No hay individuo en el mundo que no tenga esta percepción: desde hace centenares de años China es una compleja y rica cultura que tiene mucho que aportar al resto de la humanidad. Pero sigue siendo una percepción que no se traduce en experiencias concretas. Ni su particular organización política o estatal, ni su estructura económica se convierten en ejemplos en otras latitudes. Si hay de verdad un modelo chino, no parece que sea exportable.

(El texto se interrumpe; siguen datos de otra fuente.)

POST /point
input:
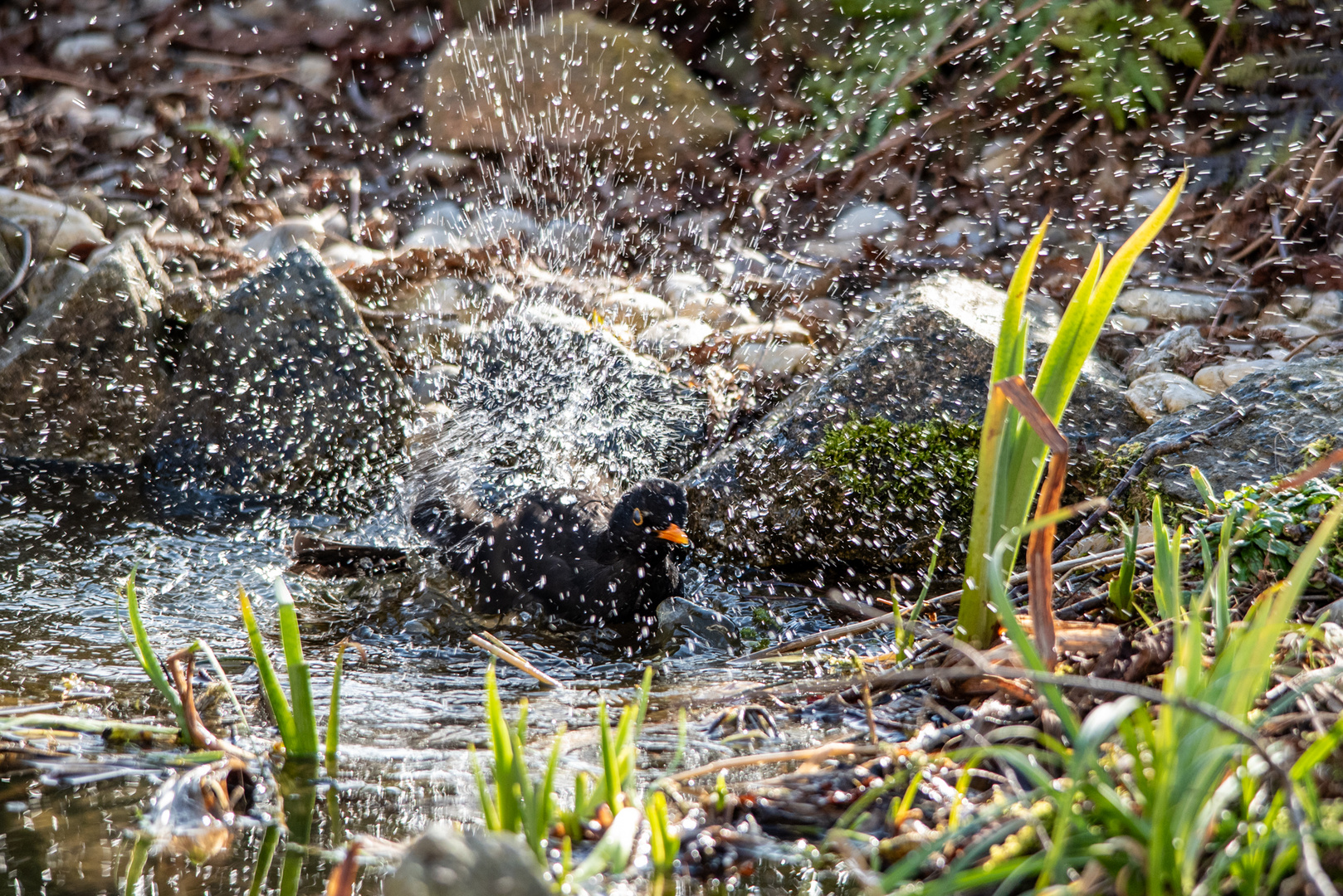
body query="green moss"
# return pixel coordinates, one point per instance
(906, 469)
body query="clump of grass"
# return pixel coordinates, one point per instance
(895, 466)
(297, 720)
(520, 804)
(1012, 455)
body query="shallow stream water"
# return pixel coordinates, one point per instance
(410, 704)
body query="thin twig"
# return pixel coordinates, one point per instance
(512, 657)
(1154, 450)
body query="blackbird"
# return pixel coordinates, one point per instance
(580, 558)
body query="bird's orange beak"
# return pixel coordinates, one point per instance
(673, 533)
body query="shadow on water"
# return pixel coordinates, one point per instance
(69, 536)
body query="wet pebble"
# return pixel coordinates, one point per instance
(632, 308)
(1171, 349)
(1169, 305)
(85, 49)
(1218, 377)
(865, 219)
(1160, 394)
(669, 338)
(495, 223)
(778, 359)
(439, 167)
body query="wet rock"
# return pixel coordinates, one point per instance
(715, 309)
(634, 308)
(434, 238)
(437, 167)
(281, 395)
(545, 401)
(1127, 323)
(85, 49)
(1167, 353)
(923, 359)
(1219, 377)
(667, 340)
(1169, 305)
(569, 82)
(313, 71)
(1155, 395)
(775, 359)
(495, 223)
(445, 214)
(81, 377)
(865, 219)
(443, 863)
(52, 225)
(1287, 410)
(285, 236)
(678, 286)
(567, 241)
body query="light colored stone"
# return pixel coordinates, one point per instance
(775, 359)
(780, 329)
(1326, 310)
(85, 49)
(865, 219)
(434, 238)
(1169, 305)
(669, 340)
(1173, 348)
(313, 71)
(569, 82)
(1127, 323)
(1221, 377)
(491, 225)
(632, 308)
(52, 225)
(678, 286)
(432, 164)
(962, 230)
(276, 124)
(286, 236)
(1160, 394)
(81, 377)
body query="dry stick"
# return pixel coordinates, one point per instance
(888, 618)
(1301, 203)
(202, 737)
(513, 659)
(825, 751)
(1212, 51)
(1154, 450)
(1038, 570)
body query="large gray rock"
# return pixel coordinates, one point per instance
(281, 394)
(569, 82)
(445, 863)
(925, 358)
(1287, 410)
(81, 377)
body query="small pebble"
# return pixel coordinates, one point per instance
(1223, 377)
(1155, 395)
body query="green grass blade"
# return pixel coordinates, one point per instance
(1166, 589)
(300, 676)
(1121, 589)
(1010, 353)
(610, 761)
(149, 663)
(974, 621)
(334, 711)
(269, 680)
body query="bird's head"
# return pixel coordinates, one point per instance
(650, 518)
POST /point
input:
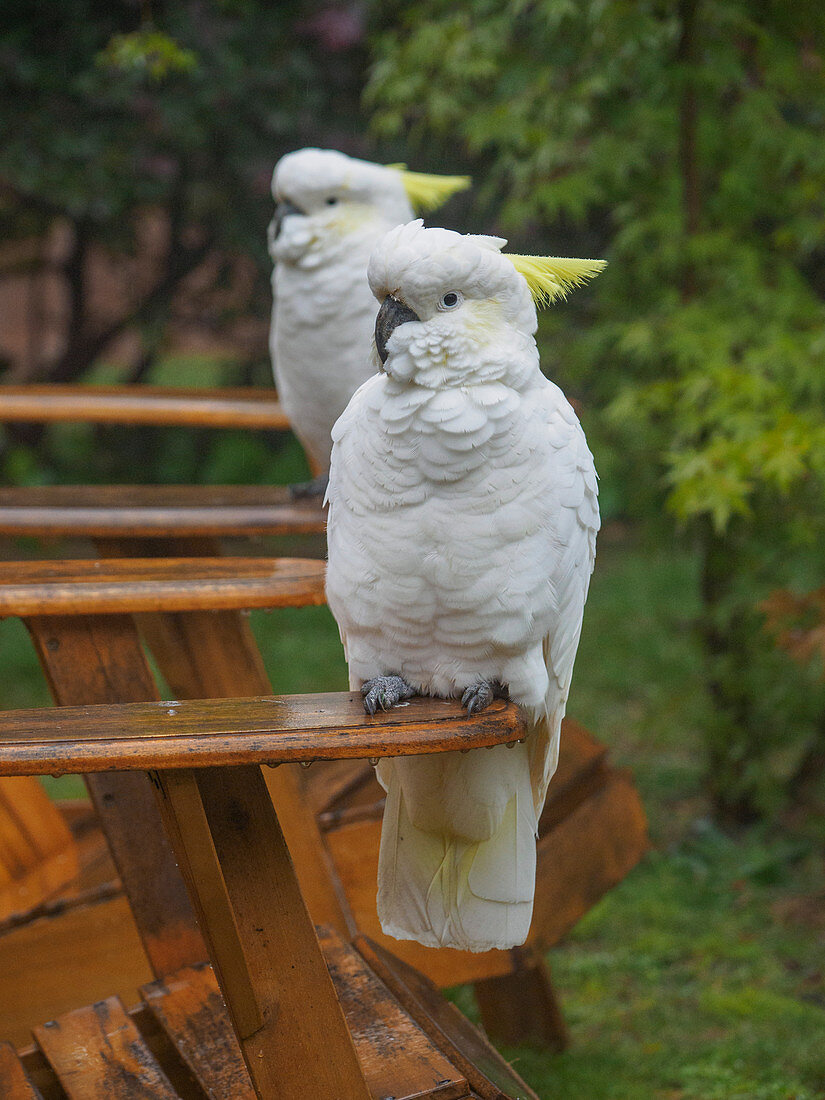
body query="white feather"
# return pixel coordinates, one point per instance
(461, 541)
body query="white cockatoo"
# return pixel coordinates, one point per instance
(462, 527)
(331, 209)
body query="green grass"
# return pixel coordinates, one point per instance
(702, 976)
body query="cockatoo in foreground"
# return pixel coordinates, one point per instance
(462, 528)
(331, 209)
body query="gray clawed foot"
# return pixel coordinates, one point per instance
(481, 694)
(304, 490)
(385, 692)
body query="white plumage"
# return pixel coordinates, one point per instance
(462, 529)
(332, 210)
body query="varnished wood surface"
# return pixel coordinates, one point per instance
(154, 510)
(67, 958)
(189, 1008)
(491, 1077)
(14, 1084)
(210, 733)
(98, 659)
(37, 854)
(147, 584)
(410, 1044)
(397, 1057)
(98, 1052)
(242, 407)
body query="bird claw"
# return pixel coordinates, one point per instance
(385, 692)
(481, 694)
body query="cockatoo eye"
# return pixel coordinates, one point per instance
(450, 300)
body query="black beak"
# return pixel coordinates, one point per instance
(283, 210)
(391, 315)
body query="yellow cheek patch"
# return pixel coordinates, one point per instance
(349, 217)
(427, 191)
(483, 318)
(550, 277)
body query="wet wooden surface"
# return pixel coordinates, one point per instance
(189, 1008)
(262, 943)
(44, 972)
(490, 1075)
(178, 584)
(98, 1052)
(37, 853)
(100, 659)
(397, 1057)
(154, 510)
(241, 407)
(212, 733)
(14, 1082)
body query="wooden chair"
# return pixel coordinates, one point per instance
(241, 407)
(593, 829)
(309, 1019)
(309, 1015)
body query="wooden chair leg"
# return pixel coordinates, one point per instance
(521, 1007)
(213, 655)
(99, 659)
(293, 1033)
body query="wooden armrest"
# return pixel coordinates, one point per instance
(215, 733)
(156, 510)
(128, 585)
(242, 407)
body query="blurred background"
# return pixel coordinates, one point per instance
(683, 141)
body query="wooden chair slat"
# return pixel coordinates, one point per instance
(98, 1052)
(156, 510)
(14, 1082)
(99, 659)
(189, 1008)
(72, 957)
(213, 655)
(397, 1057)
(37, 853)
(179, 584)
(277, 989)
(488, 1074)
(241, 407)
(212, 733)
(609, 829)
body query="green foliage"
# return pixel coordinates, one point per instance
(147, 51)
(681, 141)
(106, 113)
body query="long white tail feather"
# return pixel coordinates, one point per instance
(447, 891)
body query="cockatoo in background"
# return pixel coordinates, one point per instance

En lo económico, en cambio, hay otras magnitudes que analizar. Ya es el primer actor mundial en materia comercial. Exporta todo tipo de productos industriales, aunque sean pocas las marcas chinas que se recuerden en la cabeza de los consumidores. Desde hace pocos años hay sí un puñado de gigantes industriales chinos que están operando con éxito, globalmente. Dicho de otra manera, en la dimensión económica es más impresionante por las cantidades que por las calidades.
El gran cliente
En el caso de América latina, la relación con Europa es distante desde hace mucho tiempo, mientras que con Estados Unidos, los vínculos se han debilitado en toda la región, en algunos casos más que en otros. Es entonces cuando aparece China en el escenario.
La potencia asiática se ha convertido, en pocos años, en el primero o segundo cliente de economías como las de Brasil, Chile, Perú, Uruguay, Cuba y Venezuela.
En el campo financiero es prestamista de la mayoría de países del área, en especial de aquellos con dificultades con el sistema financiero global, como la Argentina, Venezuela o Cuba.
La nueva actividad china en la región coincide con una ola de Gobiernos populistas, que llegan al Gobierno a través de elecciones que han ganado limpiamente, y luego usan todos los resortes del Estado –muchas veces sin derecho o sin prolijidad– para reforzar el bienestar de viejos y nuevos votantes, intentando perpetuar a un líder o a un movimiento en el poder.
Lo que ahora se llama “capitalismo autoritario”. China no hace juicios de valor, no cuestiona estos procesos y está dispuesta en principio a hacer negocios –básicamente comprar y vender–, a prestar asistencia financiera y en casos especiales, a la realización de obras de infraestructura que conllevan inversión efectiva.